Tubular carcinoma presents on mammography as an architectural distortion or as an irregularly shaped mass with spiculated margins, with or without calcifications. The appearance mimics IDC-NOS. The spicules are often longer than the central mass [8, 9]. On US, the appearance also mimics IDC-NOS, manifesting as a hypoechoic solid mass with ill-defined margins and posterior acoustic shadowing. MRI shows characteristics of a malignant tumor, more commonly an irregular mass with a type 3 enhancement curve (rapid initial rise, followed by a drop-off with time/washout in the delayed phase) [8, 9]. Although DBT did not allow a specific diagnosis in this particular case, it was helpful for lesion localization seen on only one mammographic view, therefore obviating the need for additional projections. By scrolling through the image slices, a slider tool displays where the current image slice is positioned anatomically in a medial or lateral location on the mediolateral view and the superoinferior location on the craniocaudal view. Also, DBT improved diagnosis confidence in a malignant lesion, showing a central mass with large spicules, which was not featured on mammography. This is in accordance with known advantages of DBT: improved conspicuity and characterization of lesions due to reduced obscuration by overlapping breast tissue [5, 6]. Described false negatives of DBT are mainly related to areas of dense tissue without fat planes that blur tumor margins, particularly in the smaller ones [4]. Probably, an area of denser tissue was responsible for the inconspicuous second tumor.

Tubular carcinoma should be considered in the differential diagnosis of a small spiculated mass, especially if it has long spicules [10].

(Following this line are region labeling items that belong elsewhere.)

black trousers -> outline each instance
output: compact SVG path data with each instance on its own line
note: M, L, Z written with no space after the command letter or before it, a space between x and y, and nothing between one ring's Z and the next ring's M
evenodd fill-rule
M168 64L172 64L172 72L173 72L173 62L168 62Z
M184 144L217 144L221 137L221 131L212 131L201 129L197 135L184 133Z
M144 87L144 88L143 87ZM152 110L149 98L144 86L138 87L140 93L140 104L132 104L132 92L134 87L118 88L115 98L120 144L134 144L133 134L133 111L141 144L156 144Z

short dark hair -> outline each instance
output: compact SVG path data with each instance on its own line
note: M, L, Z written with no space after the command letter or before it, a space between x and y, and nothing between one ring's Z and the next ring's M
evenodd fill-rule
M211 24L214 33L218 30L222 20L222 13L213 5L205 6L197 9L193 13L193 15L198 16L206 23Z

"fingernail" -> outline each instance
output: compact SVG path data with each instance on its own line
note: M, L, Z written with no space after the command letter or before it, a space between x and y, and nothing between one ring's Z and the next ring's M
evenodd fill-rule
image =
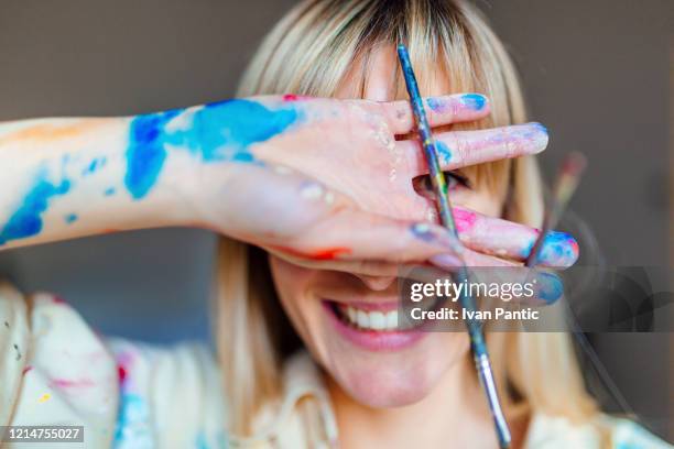
M578 242L566 232L550 231L543 240L539 263L548 266L570 266L578 260Z
M547 128L537 122L529 123L528 127L532 130L526 136L531 140L533 153L542 152L547 147L547 143L550 142Z
M559 276L553 273L539 273L539 298L546 304L553 304L564 294L564 284Z
M474 111L481 111L487 106L487 97L480 94L466 94L461 96L461 103Z
M428 259L428 262L443 270L455 270L464 265L461 260L454 254L437 254Z

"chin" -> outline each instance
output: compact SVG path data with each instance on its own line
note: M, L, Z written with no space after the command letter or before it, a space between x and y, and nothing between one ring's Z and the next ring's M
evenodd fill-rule
M463 346L452 337L428 333L413 348L392 352L341 347L343 351L330 358L331 366L325 368L356 402L372 408L402 407L432 394L447 370L466 353L443 350L447 344L457 350Z

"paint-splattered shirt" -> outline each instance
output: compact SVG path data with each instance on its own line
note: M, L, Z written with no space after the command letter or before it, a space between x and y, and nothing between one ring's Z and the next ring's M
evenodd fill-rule
M268 419L257 420L260 428L271 429L274 443L262 440L251 447L306 447L294 405L307 395L318 398L325 434L336 440L328 395L311 358L292 359L284 375L286 392L280 409L285 414L268 413ZM160 349L101 339L67 304L36 295L29 307L18 292L0 284L0 426L85 429L84 445L31 443L31 448L230 447L219 385L215 360L202 347ZM611 429L615 448L672 448L630 420L601 419ZM600 440L594 425L534 414L525 447L594 449Z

Our patient was submitted to partial mastectomy and the final diagnosis was compatible with multifocal tubular carcinoma with some foci of IDC-NOS, low grade.

4. Conclusion

DBT improves radiologist’s diagnostic confidence allowing differentiation between fibroglandular tissue overlap and a true lesion, without the need of additional mammographic acquisitions. As tubular carcinoma frequently presents with an architectural distortion or as a small mass, it represents a potential tumor benefiting from DBT.

Competing Interests

The authors declare that there is no conflict of interests regarding the publication of this paper.